What you should consider before you decide on external financing

Venture debt requires you to create plans in advance that will be implemented shortly after a fundraising. Everyone at the table – founders, venture capitalists and lenders – is happy, and there are no adverse choices for lenders. You won’t be able to get into debt trying to start something with less than six months of cash. It can be stretched far into the future if implemented after equity funding; this is known as forward commitment/drawdown and gives the startup a lot of flexibility.

It is crucial to understand each and every term. Entrepreneurs are often unaware of the existence of things like MAC funding or investor exit clauses. The lender can use these clauses to prevent the startup from receiving funds or causing a default once the funds are received. In either case, the company is at risk and cannot rely on funding. You should therefore know your lender, make your venture capitalists aware of your lender, and pay close attention to your terms.

Do not take out personal loans. Lenders often include numerous agreements in the structure of a deal, such as: B. Minimum Capital Requirements. For example, if you keep $2 million in the bank all the time, they will loan you $4 million. In this case, the actual amount of new capital you receive is only $2 million. Additionally, the risk of investor flight or MAC clause can prevent you from actually using the funds.

Lenders are becoming increasingly cautious, even as startups become more interested in venture debt. Startups are turning to venture finance more often than ever. Lenders are also lowering the dollar amounts for new commitments, shortening interest periods, requesting more warrants, and becoming much more selective in choosing companies to finance.


Although debt financing seems to be becoming more common in the headlines, it’s still too early to call the end of venture capital raising as the industry appears to be adjusting.

Ramp, a business card and expense management startup, reported a $750 million fundraising of $8.1 billion, of which $550 million was debt financing backed by Citi and Goldman Sachs. Following other fintech competitors like Brex into the credit offering space, banking services provider Mercury has announced that it will launch its own venture debt offering. Mercury hopes to lend over $200 million this year and around $1 billion over the next two years.

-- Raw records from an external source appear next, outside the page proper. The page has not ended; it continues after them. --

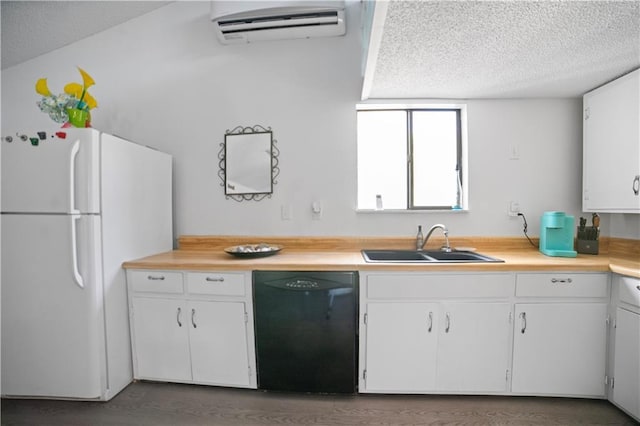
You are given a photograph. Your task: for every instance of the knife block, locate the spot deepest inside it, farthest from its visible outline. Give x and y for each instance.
(587, 246)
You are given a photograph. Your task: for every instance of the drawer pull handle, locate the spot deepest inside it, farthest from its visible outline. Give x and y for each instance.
(561, 280)
(155, 278)
(523, 318)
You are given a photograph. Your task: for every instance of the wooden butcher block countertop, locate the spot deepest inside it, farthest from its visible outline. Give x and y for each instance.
(202, 253)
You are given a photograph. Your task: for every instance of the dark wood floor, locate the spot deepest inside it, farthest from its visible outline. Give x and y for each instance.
(144, 403)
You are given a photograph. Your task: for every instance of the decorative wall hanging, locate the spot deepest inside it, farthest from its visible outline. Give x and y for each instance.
(248, 161)
(71, 107)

There is one other thing that should be kept in mind.

Most business owners would only take out debt financing if price was the only factor in avoiding ownership dilution. Because of the first rule of venture debt, this strategy is ineffective for high-growth companies. You can build your business without venture capital, but venture capital is probably not an option for your business. More traditional debt may be an option, but these require positive cash flow, such as B. term loans based on cash flow or asset-based lines of credit.

Because venture finance is designed for companies that prioritize growth over profitability, the risk taker would instead be following in the footsteps of reputable investors rather than risking a loan to an unsecured company.

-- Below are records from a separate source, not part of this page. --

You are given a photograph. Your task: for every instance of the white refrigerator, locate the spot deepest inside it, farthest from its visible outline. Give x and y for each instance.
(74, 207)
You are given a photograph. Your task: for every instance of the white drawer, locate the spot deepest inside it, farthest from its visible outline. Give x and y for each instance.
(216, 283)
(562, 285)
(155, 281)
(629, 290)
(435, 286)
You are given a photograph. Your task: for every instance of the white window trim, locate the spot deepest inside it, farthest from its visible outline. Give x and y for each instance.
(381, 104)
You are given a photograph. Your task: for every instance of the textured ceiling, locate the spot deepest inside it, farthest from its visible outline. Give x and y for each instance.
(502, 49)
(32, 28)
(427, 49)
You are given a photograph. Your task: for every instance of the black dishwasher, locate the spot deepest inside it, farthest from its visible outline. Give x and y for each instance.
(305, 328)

Venture debt is usually not accessible to companies in the seed phase. Regardless of their natural entry point, most VCs (unlike most angel investors) often invest in many equity rounds and hold cash reserves for this purpose. Significant debt at seed stage is definitely not ideal when additional equity is needed to fund the business, even if you can find a loan with an angel-backed profile. Typically, institutional VC investors do not want a significant amount of their new equity to pay down previous debt.

Also remember the principal debt rule. At some point you will have to pay it back, either in full or through debt consolidation, and you cannot predict how unfortunate that day will be.